J'ouvre les yeux. Pas de trace du chien. Il est en moi. C'est mon âme, mon anima, mon instinct. Il me lèche en signe d'amitié, d'affection. Il me 'roule une pelle'. La pelle du 18 juin ! Je ris. Il lève la patte et pisse pour marquer son territoire. Je ris encore. Cette île est son fief. L'île de mon sommeil, de mes rêves.
Il me lèche le nez, par lequel je sens les fleurs, les choses et l'air du temps, l'ère du troisième millénaire. Il me lèche la bouche, qui me donne le goût des choses et celui des mots. Il me nourrit de son intuition, de sa connaissance. Il me lape la bouche comme pour me transmettre les mots qu'il m'inspire.

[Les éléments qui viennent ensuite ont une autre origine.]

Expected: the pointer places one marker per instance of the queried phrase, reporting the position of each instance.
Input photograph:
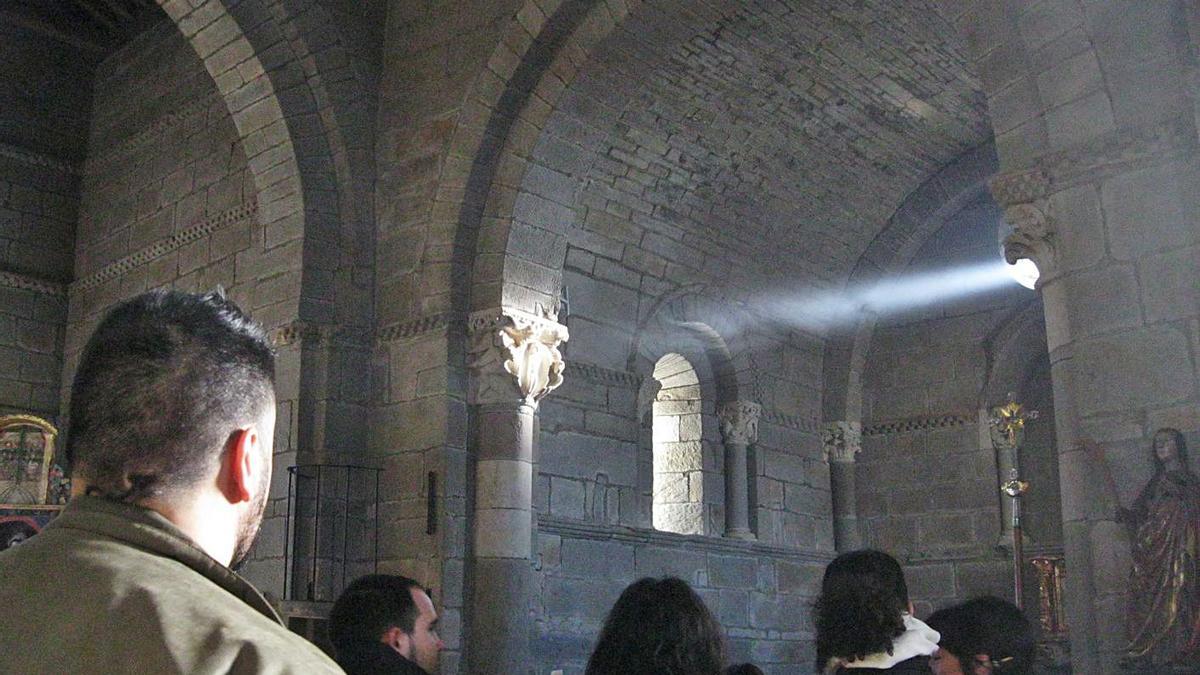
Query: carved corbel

Non loin de là, qui enjambe le fleuve d'une rive à l'autre, un pont Entre les deux bords se tient l'île où je dors. Tous les peuples de la planète y déambulent. Asiatiques, indiens, africains, américains du sud et du nord, européens de l'est et de l'ouest... Marche l'humanité toute entière d'une berge à l'autre du fleuve, au-dessus du flot pressant et obscur. Passent tous les humains de l'ère de l'écrit à celle des nouvelles technologies. Depuis les tablettes d'argile, dans toutes les langues, dans tous les formats, sous toutes les latitudes, des milliers, des milliards de livres parlent du vieux monde. Pour parler de celui qui vient, balbutient encore les tablettes numériques...
Mercredi 19 juin 2013
Les deux fleuves. ''On ne va tout de même pas pomper à la main !''
Pluie. Déluge toute la nuit. Ce matin il pleut encore. Avril, mai, juin.Tout le printemps pleure.
Bientôt l'été. L'eau submerge les rives, sature la terre, court par tous les chemins. Un flot boueux gonfle le fleuve qui coule sous le pont et enserre mon île qui se rétrécit.
L'autre fleuve passe au-dessus, où se croisent tous les peuples. Humanité multipliée.
Terre gorgée, surchargée. Planète inondée Il pleut tant et plus Le réseau ne suffit plus Petits et grands désemparés Les grands s'enracinent, et les petits sans racines doivent tout inventer
Jeudi 20 juin 2013
Autour d'une grande table ronde, des gens finissent de manger. Ils sont tristes, maussades, dédaigneux. Je ramasse les restes et les récupère. Je sens leur regard méprisant. Je ne suis pas à l'aise.
Les chevaliers de la planète ronde, les grands de ce monde, sont abreuvés, désaltérés, repus, rassasiés, gavés... Le Graal, ce vieux pot, cette vieille coupe, les comble de tout. Maintenant qu'il est vide, ils le jettent dans le fleuve. Ils cherchent quelque autre corne d'abondance susceptible d'entretenir leur graisse, d'augmenter leur butin. Ils restent là, l'œil éteint, la lèvre pendante, les assiettes encore pleines des reliefs du repas.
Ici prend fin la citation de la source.